Does a divorce decree of a foreign court hold good in India?
In any such case, the question of Private International Law becomes pretty evident, where a person may be considered a divorcee in the foreign country, however, the Indian courts do not recognize this decision on the grounds that it is out of the jurisdiction of the foreign court. Thus, the individual may get married again in the other country, but in India, he may be held liable for bigamy. A court in the USA, for example, does have the authority to determine the marital status of the spouse who is a citizen of USA, even though it may not apply to the other non-citizen spouse.
As per the General Principle of Law (Section 13 of Code of Civil Procedure), a foreign decree is conclusive in India on the basis of Res Judicata- that is when a matter has been adjudicated by the court, it should not be agitated again and again- to save judicial time and expense. Therefore, a foreign divorce should be valid in India.
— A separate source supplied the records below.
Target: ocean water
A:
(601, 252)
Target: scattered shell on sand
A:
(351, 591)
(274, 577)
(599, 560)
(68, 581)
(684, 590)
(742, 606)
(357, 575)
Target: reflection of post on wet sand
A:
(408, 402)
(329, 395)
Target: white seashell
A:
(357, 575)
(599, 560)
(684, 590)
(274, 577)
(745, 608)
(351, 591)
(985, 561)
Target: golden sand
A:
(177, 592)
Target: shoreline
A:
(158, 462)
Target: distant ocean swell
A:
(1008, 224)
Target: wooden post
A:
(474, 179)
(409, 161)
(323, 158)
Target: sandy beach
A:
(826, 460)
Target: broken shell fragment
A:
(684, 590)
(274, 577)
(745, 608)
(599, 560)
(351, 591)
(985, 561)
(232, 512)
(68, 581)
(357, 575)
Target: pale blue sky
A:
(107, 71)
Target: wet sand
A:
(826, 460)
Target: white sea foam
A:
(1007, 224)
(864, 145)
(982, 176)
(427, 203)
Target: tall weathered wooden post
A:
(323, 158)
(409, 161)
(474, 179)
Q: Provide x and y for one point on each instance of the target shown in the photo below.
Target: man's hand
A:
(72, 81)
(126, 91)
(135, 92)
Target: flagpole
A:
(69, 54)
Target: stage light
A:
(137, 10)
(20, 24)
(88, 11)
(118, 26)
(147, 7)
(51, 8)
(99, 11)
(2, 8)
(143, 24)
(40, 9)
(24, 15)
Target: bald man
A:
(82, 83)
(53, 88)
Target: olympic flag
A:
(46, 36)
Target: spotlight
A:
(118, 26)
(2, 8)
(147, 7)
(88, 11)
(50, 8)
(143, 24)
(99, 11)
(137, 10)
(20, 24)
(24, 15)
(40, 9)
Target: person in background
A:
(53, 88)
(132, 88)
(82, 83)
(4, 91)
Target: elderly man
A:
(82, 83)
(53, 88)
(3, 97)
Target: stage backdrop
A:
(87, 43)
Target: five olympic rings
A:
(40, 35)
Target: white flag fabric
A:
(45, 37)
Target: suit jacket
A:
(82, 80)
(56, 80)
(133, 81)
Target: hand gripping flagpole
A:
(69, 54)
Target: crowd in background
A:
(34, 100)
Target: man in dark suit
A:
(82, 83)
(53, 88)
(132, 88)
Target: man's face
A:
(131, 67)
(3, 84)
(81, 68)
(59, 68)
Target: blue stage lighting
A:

But in exceptional circumstances, such a decree would be invalid in India and some of these circumstances are as follows:
- When it is granted by a court that does not have jurisdiction under the Indian Law (those courts where marriage was solemnized, where both parties last resided as husband and wife, or where the party that has not filed for divorce applies resides, would have jurisdiction)
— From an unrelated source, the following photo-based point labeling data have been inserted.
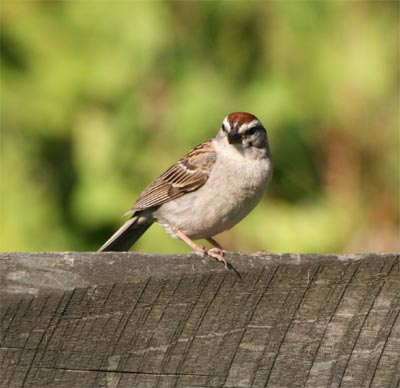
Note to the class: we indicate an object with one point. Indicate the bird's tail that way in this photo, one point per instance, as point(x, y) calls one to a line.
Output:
point(126, 235)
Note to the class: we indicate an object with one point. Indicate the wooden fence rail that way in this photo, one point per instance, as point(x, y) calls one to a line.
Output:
point(121, 320)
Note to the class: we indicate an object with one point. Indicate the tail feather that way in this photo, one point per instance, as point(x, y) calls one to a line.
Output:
point(125, 236)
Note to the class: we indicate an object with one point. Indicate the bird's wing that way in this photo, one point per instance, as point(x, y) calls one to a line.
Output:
point(188, 174)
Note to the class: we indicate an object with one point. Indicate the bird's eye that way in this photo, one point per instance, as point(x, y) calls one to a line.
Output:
point(252, 131)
- When one party’s submissions are not taken into account, and an ex-parte decision is given, if the petitioner can prove that the other party deliberately evaded proceedings, such a decision will be valid and binding on Indian courts.
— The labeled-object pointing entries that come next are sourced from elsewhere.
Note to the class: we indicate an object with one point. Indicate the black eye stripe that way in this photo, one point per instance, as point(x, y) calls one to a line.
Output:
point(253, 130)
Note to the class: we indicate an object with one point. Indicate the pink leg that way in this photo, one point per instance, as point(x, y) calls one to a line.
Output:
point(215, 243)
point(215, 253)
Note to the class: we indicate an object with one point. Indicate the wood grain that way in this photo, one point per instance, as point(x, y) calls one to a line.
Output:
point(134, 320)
- When the foreign court grants a divorce on a ground that is not recognized in India such as ‘irreconcilable differences/irretrievable breakdown of marriage’, it is not a valid divorce in India.
- If both parties are not given the right to be heard in court, it will be violative of the principles of natural justice, and such a decree is invalid in India.
- If the decree is obtained from fraud or misrepresentation of facts, it is not valid in India.
Therefore, any party may file for a divorce in a foreign country, however, it is the circumstances of the case that will decide whether the decree of the foreign court will be binding on Indian Courts or not. Nowadays, many people have made a mockery of this pious relationship, where it is mostly the woman who faces most grievances. Thus, the Supreme Court in the case of “Neeraja Sharaph vs. Jayant V. Saraph”, emphasised safeguards for such women, and suggested that no marriage between an NRI and an Indian woman that has taken place in India should be annulled by a foreign court etc. However, the implementation of such provisions is still a far-fetched dream for us.